Monday, October 9, 2017

Out of touch

Whenever I've been out of the studio for a while, it takes some concentrated time before I can paint a successful abstract (successful to me, anyway).

So, knowing studio time would be at a premium for the next few months, I bought a pack of small canvases -- 9x12's and 16x20's -- to give myself the opportunity to keep my hand in. 

The smaller canvases limit me physically -- it turns out my work is much freer with the larger brushes and broader physicality of larger canvases -- but they do let me play a bit with color and brushwork, which is a good thing. It's amazing how easy it is to lose a feel for this stuff, and how difficult it is to stay in the zone when you've only got little windows of time here and there.

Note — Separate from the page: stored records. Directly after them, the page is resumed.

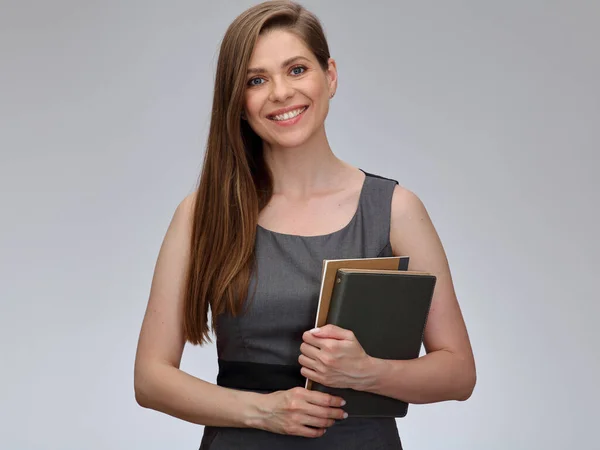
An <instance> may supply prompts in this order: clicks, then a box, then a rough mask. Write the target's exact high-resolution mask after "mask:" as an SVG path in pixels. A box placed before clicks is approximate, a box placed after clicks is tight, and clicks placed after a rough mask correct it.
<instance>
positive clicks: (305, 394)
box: [258, 387, 345, 438]
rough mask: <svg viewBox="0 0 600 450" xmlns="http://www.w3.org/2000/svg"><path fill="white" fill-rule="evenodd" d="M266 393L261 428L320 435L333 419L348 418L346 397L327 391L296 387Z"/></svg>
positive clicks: (326, 428)
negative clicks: (318, 391) (344, 415)
mask: <svg viewBox="0 0 600 450" xmlns="http://www.w3.org/2000/svg"><path fill="white" fill-rule="evenodd" d="M263 395H264V397H263V400H264V401H263V402H261V405H260V410H261V412H262V413H264V416H263V418H262V419H261V420H260V423H259V426H258V428H261V429H263V430H267V431H271V432H273V433H279V434H292V435H296V436H304V437H312V438H315V437H320V436H323V434H324V433H325V431H326V429H327V428H329V427H330V426H331V425H333V424H334V423H335V420H334V419H344V418H345V417H344V414H345V412H344V410H343V409H341V407H342V406H343V405H344V404H345V402H344V400H343V399H342V398H340V397H336V396H334V395H330V394H325V393H324V392H318V391H311V390H308V389H305V388H302V387H295V388H292V389H289V390H287V391H276V392H273V393H270V394H263ZM311 427H314V428H311Z"/></svg>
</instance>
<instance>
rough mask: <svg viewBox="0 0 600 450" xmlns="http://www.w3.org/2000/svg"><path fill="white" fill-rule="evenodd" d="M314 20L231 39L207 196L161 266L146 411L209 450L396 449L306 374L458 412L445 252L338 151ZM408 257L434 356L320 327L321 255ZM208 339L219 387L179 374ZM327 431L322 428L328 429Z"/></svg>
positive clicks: (211, 127)
mask: <svg viewBox="0 0 600 450" xmlns="http://www.w3.org/2000/svg"><path fill="white" fill-rule="evenodd" d="M337 80H338V78H337V70H336V64H335V61H334V60H333V59H332V58H331V57H330V55H329V50H328V46H327V42H326V40H325V37H324V35H323V31H322V28H321V26H320V24H319V21H318V20H317V19H316V18H315V17H314V16H313V15H312V14H311V13H309V12H308V11H306V10H305V9H304V8H302V7H301V6H299V5H297V4H295V3H292V2H288V1H272V2H266V3H262V4H260V5H257V6H255V7H253V8H250V9H249V10H247V11H246V12H244V13H243V14H242V15H240V16H239V17H238V18H237V19H236V20H235V21H234V22H233V23H232V24H231V26H230V27H229V29H228V30H227V33H226V35H225V37H224V39H223V42H222V45H221V50H220V55H219V62H218V67H217V76H216V82H215V92H214V102H213V111H212V120H211V126H210V132H209V137H208V145H207V149H206V154H205V161H204V166H203V170H202V174H201V178H200V183H199V188H198V190H197V191H196V192H194V193H193V194H192V195H190V196H188V197H187V198H185V199H184V200H183V201H182V202H181V204H180V205H179V206H178V207H177V209H176V211H175V214H174V216H173V219H172V222H171V225H170V226H169V229H168V231H167V234H166V236H165V240H164V242H163V245H162V247H161V250H160V254H159V257H158V260H157V264H156V268H155V274H154V279H153V282H152V288H151V292H150V298H149V301H148V307H147V311H146V315H145V318H144V322H143V325H142V330H141V333H140V340H139V344H138V351H137V356H136V363H135V393H136V399H137V401H138V403H139V404H140V405H142V406H144V407H147V408H152V409H155V410H158V411H162V412H164V413H167V414H170V415H172V416H174V417H178V418H181V419H183V420H186V421H190V422H193V423H197V424H202V425H205V432H204V436H203V439H202V444H201V448H202V449H208V448H210V449H213V450H214V449H229V448H245V449H255V448H256V449H259V448H260V449H264V448H268V449H270V448H286V449H288V448H290V449H291V448H298V449H335V448H344V449H346V450H350V449H355V448H356V449H364V448H381V449H384V448H385V449H400V448H401V443H400V438H399V436H398V431H397V428H396V422H395V420H394V419H393V418H352V417H351V418H348V419H344V410H343V403H344V402H343V399H341V398H338V397H334V396H331V395H328V394H324V393H320V392H315V391H307V390H305V389H304V388H303V387H302V386H304V380H305V377H307V378H310V379H312V380H314V381H317V382H321V383H323V384H328V385H331V386H337V387H352V388H354V389H359V390H365V391H370V392H375V393H379V394H382V395H387V396H390V397H395V398H398V399H402V400H404V401H407V402H409V403H431V402H439V401H444V400H451V399H455V400H465V399H467V398H468V397H469V396H470V395H471V392H472V390H473V387H474V384H475V365H474V361H473V355H472V351H471V347H470V343H469V338H468V335H467V332H466V328H465V325H464V323H463V319H462V315H461V312H460V308H459V306H458V302H457V300H456V296H455V293H454V289H453V285H452V281H451V276H450V272H449V269H448V264H447V261H446V257H445V254H444V250H443V248H442V245H441V243H440V241H439V239H438V236H437V234H436V231H435V229H434V227H433V225H432V223H431V221H430V219H429V217H428V214H427V212H426V210H425V208H424V206H423V204H422V203H421V202H420V200H419V199H418V197H417V196H416V195H415V194H413V193H412V192H410V191H409V190H407V189H405V188H402V187H400V186H399V185H398V183H397V182H396V181H393V180H390V179H386V178H382V177H378V176H374V175H370V174H367V173H365V172H363V171H361V170H359V169H357V168H354V167H352V166H351V165H349V164H347V163H345V162H343V161H341V160H339V159H338V158H337V157H335V156H334V154H333V152H332V151H331V148H330V146H329V144H328V141H327V137H326V133H325V127H324V122H325V118H326V116H327V113H328V108H329V101H330V99H331V98H332V97H333V96H334V94H335V90H336V87H337ZM392 255H409V256H410V258H411V269H412V270H426V271H428V272H431V273H433V274H435V275H436V276H437V285H436V290H435V294H434V298H433V300H432V307H431V310H430V314H429V318H428V324H427V327H426V330H425V336H424V344H425V348H426V350H427V355H425V356H423V357H421V358H418V359H416V360H411V361H389V360H388V361H385V360H377V359H374V358H371V357H369V356H368V355H366V354H365V352H364V350H363V349H362V347H361V346H360V344H359V343H358V341H357V340H356V338H355V337H354V336H353V334H352V333H351V332H350V331H348V330H343V329H341V328H337V327H333V326H329V325H328V326H326V327H324V328H322V329H321V330H320V331H316V332H315V331H314V330H313V331H309V329H310V328H311V325H313V324H314V321H315V315H316V307H317V301H318V291H319V284H320V276H321V265H322V260H323V259H339V258H359V257H377V256H392ZM209 308H210V312H211V317H212V319H211V325H212V328H213V329H214V330H215V332H216V337H217V350H218V356H219V375H218V378H217V385H215V384H212V383H208V382H205V381H203V380H200V379H198V378H195V377H193V376H191V375H188V374H187V373H184V372H182V371H181V370H180V369H179V363H180V360H181V355H182V351H183V348H184V344H185V342H190V343H192V344H203V343H204V342H207V341H210V339H209V332H210V328H209V326H208V313H209ZM326 431H328V433H326Z"/></svg>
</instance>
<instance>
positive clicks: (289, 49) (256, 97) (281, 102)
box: [244, 30, 337, 147]
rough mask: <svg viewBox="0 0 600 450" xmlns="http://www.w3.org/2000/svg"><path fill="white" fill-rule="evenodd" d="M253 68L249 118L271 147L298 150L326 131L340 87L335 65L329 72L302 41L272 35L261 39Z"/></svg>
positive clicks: (260, 136)
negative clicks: (276, 146) (331, 102)
mask: <svg viewBox="0 0 600 450" xmlns="http://www.w3.org/2000/svg"><path fill="white" fill-rule="evenodd" d="M248 67H249V70H248V74H247V77H246V93H245V98H244V113H245V117H246V119H247V120H248V123H249V124H250V126H251V127H252V129H253V130H254V131H255V132H256V134H258V135H259V136H260V137H261V138H262V139H263V141H265V143H267V144H270V145H271V146H277V147H297V146H299V145H302V144H303V143H305V142H306V141H307V140H309V139H310V138H311V137H312V136H313V135H314V134H315V133H317V132H319V131H321V130H322V129H323V127H324V122H325V118H326V117H327V112H328V111H329V98H330V94H333V92H334V91H335V88H336V83H337V73H336V67H335V61H334V60H333V59H331V58H330V59H329V68H328V70H327V71H323V69H321V66H320V65H319V63H318V62H317V59H316V58H315V56H314V55H313V53H312V52H311V51H310V50H309V49H308V48H307V47H306V46H305V45H304V42H303V41H302V40H300V39H299V38H297V37H296V36H295V35H294V34H292V33H289V32H287V31H284V30H272V31H270V32H267V33H266V34H264V35H261V36H259V38H258V41H257V43H256V46H255V47H254V51H253V53H252V56H251V58H250V64H249V66H248Z"/></svg>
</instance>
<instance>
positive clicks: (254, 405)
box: [242, 392, 268, 429]
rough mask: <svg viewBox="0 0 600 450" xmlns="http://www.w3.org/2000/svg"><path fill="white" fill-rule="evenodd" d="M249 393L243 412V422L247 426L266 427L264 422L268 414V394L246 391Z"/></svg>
mask: <svg viewBox="0 0 600 450" xmlns="http://www.w3.org/2000/svg"><path fill="white" fill-rule="evenodd" d="M246 394H247V395H248V397H247V401H246V402H245V408H244V409H243V412H242V423H243V424H244V427H246V428H257V429H264V428H263V424H264V422H265V418H266V417H267V415H268V410H267V405H266V400H267V395H268V394H259V393H257V392H246Z"/></svg>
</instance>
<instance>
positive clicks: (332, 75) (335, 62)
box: [325, 58, 338, 98]
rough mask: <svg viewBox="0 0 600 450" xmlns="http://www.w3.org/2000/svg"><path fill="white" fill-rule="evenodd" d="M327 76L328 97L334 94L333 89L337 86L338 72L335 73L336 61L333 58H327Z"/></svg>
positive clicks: (337, 80)
mask: <svg viewBox="0 0 600 450" xmlns="http://www.w3.org/2000/svg"><path fill="white" fill-rule="evenodd" d="M325 74H326V76H327V83H328V85H329V86H328V87H329V98H331V97H333V96H334V95H335V91H336V90H337V86H338V73H337V63H336V62H335V59H333V58H329V61H328V67H327V71H326V72H325Z"/></svg>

But what always amuses me is that when I'm away from the work for long I seem to revert to more representational work. I suspect it's because I'm so caught up in the dailiness of life that it's difficult to open up to the wider spaces beyond my imagination. But even when I start with the same gestures I would begin with when painting an abstract, somehow the times when I'm returning to the studio after an absence of a week or more seem to end up producing something that "looks like something."

I don't mind the semi-representational ones exactly -- and I know some of my friends prefer them. But for me they feel forced, like they're just me, limited by what I alone am capable of; they serve as gentle reminders that I'm not in touch with that greater creativity, that source that fuels my work when I am most centered and makes it better than I ever could.